Much of the discussion at GAA’s Mini-GOAL seminar at Seafood Expo North America and at GAA’s GOAL 2013 conference in Paris, France, both of which Williams participated in as a panelist, centered on biosecurity and disease risk management, especially in light of EMS.

“Retailers have to be proactive,” says Williams. “On the supplier end, if retailers aren’t proactive and partnering with the industry, companies will go out of business. EMS and the like cause real stress on the industry, and retailers have to be aware of this and proactively work with suppliers on sourcing strategies.”

As far as consumer awareness, problems often surface quickly without any warning. Issues considered common practice in an industry can attract negative publicity and drive change, whether it’s warranted or not. Williams points to last year’s pink slime controversy, when the U.S. ground beef industry was forced to change a common practice — the use of processed meat byproduct in ground beef — even though the U.S. Department of Agriculture deems it safe.

“I think that we in the food business have to remember the average person is getting further and further removed from the actual process of food. That divide can lead to problems,” says Williams. “Those problems can be customers not understanding the reason for escalating costs or industry practices that are common but they feel need to be stopped. I think the retailer’s role is to serve as an advocate for consumers and at the same time not push the suppliers so far that they no longer have a sustainable model, either financially or environmentally.”

In fact, BJ’s is getting more customer inquiries about farmed seafood, especially its origin and the good vs. the bad. But educating customers who know little to nothing about aquaculture can be challenging, Williams admits, especially since BJ’s has no full-service seafood counter staff and tries to avoid “sign pollution,” or too much point-of-sale signage.

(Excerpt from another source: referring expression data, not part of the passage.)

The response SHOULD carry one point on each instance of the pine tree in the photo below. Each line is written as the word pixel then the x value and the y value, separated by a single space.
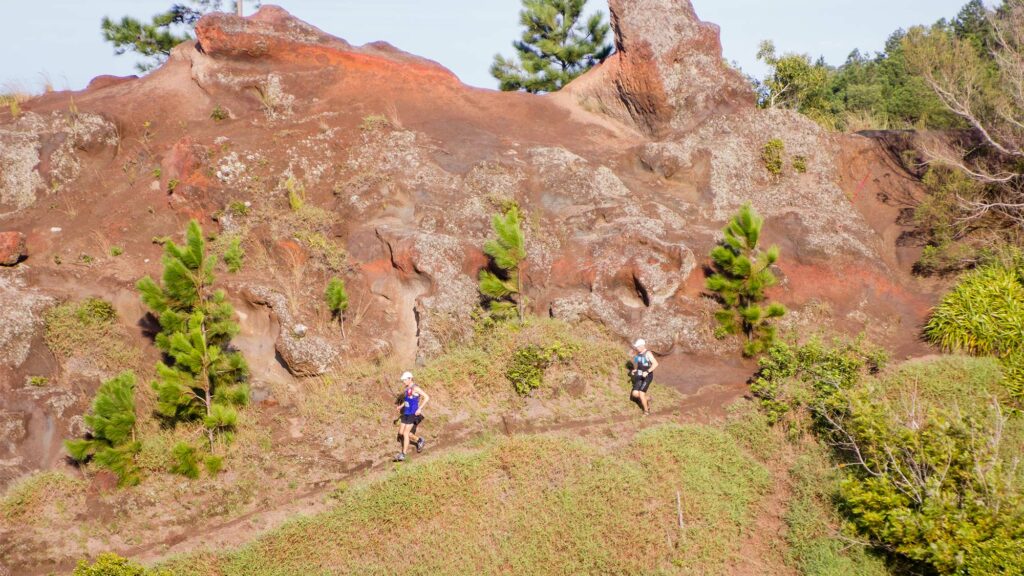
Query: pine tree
pixel 112 443
pixel 337 300
pixel 742 274
pixel 203 377
pixel 155 39
pixel 555 46
pixel 504 287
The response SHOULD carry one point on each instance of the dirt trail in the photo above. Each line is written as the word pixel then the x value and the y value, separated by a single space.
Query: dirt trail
pixel 702 406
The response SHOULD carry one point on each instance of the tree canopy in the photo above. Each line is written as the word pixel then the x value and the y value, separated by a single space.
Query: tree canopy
pixel 555 47
pixel 153 40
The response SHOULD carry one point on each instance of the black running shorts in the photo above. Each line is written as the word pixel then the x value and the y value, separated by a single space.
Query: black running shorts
pixel 412 419
pixel 641 383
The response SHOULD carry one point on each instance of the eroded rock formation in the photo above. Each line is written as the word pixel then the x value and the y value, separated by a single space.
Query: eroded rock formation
pixel 325 159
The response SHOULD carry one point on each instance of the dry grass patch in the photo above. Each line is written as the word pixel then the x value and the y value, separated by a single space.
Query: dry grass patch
pixel 42 498
pixel 88 330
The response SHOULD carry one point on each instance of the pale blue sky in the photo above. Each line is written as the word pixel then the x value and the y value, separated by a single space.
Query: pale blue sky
pixel 59 39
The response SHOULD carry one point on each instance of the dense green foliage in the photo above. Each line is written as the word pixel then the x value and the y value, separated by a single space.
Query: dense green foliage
pixel 336 297
pixel 528 363
pixel 984 315
pixel 503 286
pixel 742 273
pixel 771 155
pixel 202 378
pixel 110 564
pixel 554 48
pixel 112 443
pixel 927 452
pixel 868 91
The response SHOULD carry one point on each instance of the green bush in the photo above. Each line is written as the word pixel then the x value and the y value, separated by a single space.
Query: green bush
pixel 110 564
pixel 771 155
pixel 337 297
pixel 219 113
pixel 528 363
pixel 984 315
pixel 233 255
pixel 927 452
pixel 793 377
pixel 112 423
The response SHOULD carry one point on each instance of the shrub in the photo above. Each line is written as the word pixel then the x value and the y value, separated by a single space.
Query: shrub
pixel 949 247
pixel 233 255
pixel 742 273
pixel 771 155
pixel 528 363
pixel 337 300
pixel 927 453
pixel 327 252
pixel 110 564
pixel 239 208
pixel 219 113
pixel 984 315
pixel 296 194
pixel 111 443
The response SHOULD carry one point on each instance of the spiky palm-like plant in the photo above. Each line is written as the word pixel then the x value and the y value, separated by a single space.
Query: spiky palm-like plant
pixel 504 289
pixel 984 315
pixel 742 273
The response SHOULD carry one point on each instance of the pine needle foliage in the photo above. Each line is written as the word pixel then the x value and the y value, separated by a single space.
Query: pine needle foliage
pixel 111 443
pixel 202 377
pixel 742 274
pixel 555 47
pixel 503 287
pixel 154 40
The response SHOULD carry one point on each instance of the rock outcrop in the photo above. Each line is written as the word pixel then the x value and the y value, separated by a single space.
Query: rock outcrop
pixel 366 163
pixel 12 249
pixel 667 74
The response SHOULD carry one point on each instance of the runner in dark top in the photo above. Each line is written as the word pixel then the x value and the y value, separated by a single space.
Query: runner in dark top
pixel 414 400
pixel 644 365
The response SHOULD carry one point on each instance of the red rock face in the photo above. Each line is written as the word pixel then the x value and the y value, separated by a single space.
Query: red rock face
pixel 12 249
pixel 273 34
pixel 667 74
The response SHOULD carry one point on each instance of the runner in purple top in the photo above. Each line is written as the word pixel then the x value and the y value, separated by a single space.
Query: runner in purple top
pixel 411 409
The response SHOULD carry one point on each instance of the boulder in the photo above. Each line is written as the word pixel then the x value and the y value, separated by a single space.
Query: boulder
pixel 667 74
pixel 12 249
pixel 301 353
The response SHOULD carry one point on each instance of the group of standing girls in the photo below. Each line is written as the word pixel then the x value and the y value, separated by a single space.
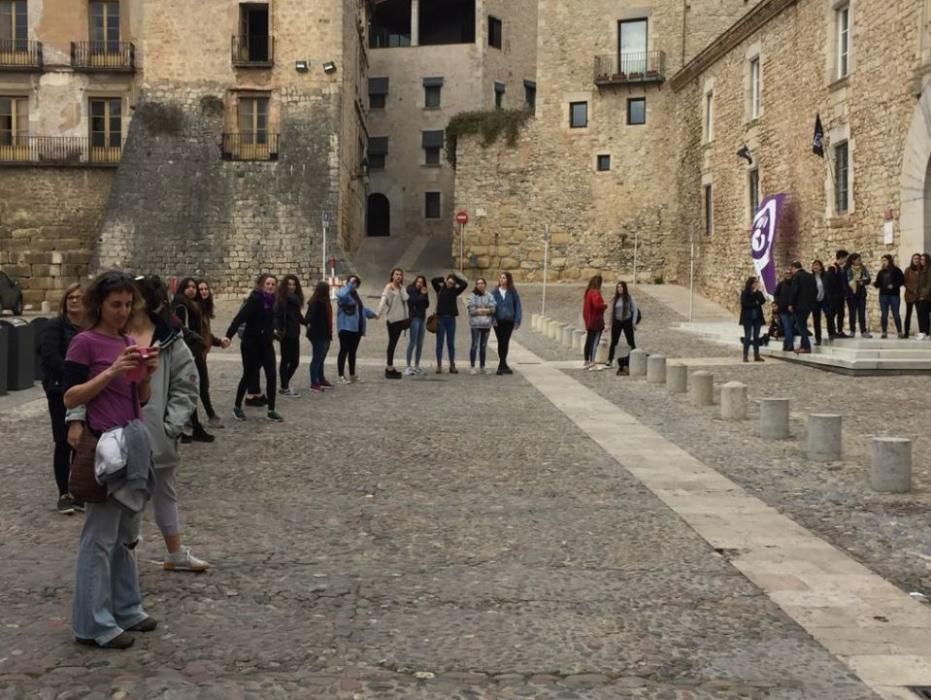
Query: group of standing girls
pixel 625 315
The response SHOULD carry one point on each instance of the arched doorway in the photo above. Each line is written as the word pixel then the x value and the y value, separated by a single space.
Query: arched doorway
pixel 378 215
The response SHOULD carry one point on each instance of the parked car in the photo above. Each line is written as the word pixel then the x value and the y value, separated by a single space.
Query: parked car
pixel 11 296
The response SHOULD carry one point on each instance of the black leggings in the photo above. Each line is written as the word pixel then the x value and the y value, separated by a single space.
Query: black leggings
pixel 290 357
pixel 257 355
pixel 63 451
pixel 394 334
pixel 348 345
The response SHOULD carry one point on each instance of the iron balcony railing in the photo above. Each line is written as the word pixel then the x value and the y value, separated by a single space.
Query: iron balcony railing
pixel 103 55
pixel 20 54
pixel 259 145
pixel 253 51
pixel 630 67
pixel 56 150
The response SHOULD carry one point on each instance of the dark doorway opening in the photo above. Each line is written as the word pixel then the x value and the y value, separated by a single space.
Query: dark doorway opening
pixel 447 22
pixel 378 216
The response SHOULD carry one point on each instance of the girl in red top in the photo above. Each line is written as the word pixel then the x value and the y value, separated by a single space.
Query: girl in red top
pixel 593 308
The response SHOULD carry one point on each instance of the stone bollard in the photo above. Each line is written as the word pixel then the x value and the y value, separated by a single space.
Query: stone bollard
pixel 656 369
pixel 701 388
pixel 892 465
pixel 637 363
pixel 677 379
pixel 774 419
pixel 734 401
pixel 824 437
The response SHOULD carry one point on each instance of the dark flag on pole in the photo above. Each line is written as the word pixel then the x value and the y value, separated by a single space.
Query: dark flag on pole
pixel 817 141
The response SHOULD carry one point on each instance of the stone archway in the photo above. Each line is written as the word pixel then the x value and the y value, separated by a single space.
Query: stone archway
pixel 915 214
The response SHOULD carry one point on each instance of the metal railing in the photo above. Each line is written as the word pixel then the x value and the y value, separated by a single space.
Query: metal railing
pixel 103 55
pixel 20 53
pixel 56 150
pixel 253 50
pixel 630 67
pixel 260 145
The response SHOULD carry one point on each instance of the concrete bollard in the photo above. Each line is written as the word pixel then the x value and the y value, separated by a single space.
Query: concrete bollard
pixel 734 401
pixel 637 363
pixel 701 388
pixel 824 437
pixel 677 379
pixel 656 369
pixel 892 465
pixel 774 419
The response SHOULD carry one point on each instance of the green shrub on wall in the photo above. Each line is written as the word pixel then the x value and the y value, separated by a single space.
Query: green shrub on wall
pixel 488 125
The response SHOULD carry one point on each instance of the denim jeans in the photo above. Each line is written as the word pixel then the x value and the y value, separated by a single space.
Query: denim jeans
pixel 446 330
pixel 415 337
pixel 320 349
pixel 887 302
pixel 107 600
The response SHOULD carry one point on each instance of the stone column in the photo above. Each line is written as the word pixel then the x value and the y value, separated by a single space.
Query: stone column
pixel 677 379
pixel 824 437
pixel 734 401
pixel 701 388
pixel 774 419
pixel 656 369
pixel 892 465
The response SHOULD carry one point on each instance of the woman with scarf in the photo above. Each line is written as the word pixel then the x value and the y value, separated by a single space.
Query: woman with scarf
pixel 257 316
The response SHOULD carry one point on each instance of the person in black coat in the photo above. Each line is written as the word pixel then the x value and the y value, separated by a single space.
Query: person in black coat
pixel 752 302
pixel 804 301
pixel 53 347
pixel 257 316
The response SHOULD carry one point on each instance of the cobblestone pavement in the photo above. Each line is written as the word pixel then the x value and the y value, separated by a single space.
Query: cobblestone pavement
pixel 448 537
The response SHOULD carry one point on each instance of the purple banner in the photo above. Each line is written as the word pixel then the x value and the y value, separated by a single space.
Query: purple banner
pixel 763 240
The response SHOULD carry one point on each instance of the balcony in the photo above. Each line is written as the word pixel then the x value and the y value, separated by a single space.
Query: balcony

“We use full-page stories in our quarterly ‘BJ’s Journal’ mailer as well as in our in-club radio program to help explain the program to our members. We also use our website and social media to tell the same story — that everything we source meets our sustainable seafood policy and that the benefit of membership is that we do the work for them,” Williams explains.

Williams is also trying to look differently at how BJ’s markets seafood to its customers, who pay U.S. $50 or more a year to be members. Williams has shifted his focus away from “the next big species” and toward educating consumers on preparation methods and the flavor and texture profiles of the different categories of seafood, whether it’s whitefish, oily fish like salmon or shellfish.

“I think it is very hard to develop new species because people are generally hesitant to try them. I think the future holds easier preparation methods and more versions of many of the species we already have,” Williams says. “When you look at chicken they didn’t introduce new birds, they introduced ways to make it more consistent and easier to prepare. So seafood may see more value add, more individual packaging and more ready to eat, I think that is how you make it easier consumers to substitute seafood for other proteins.”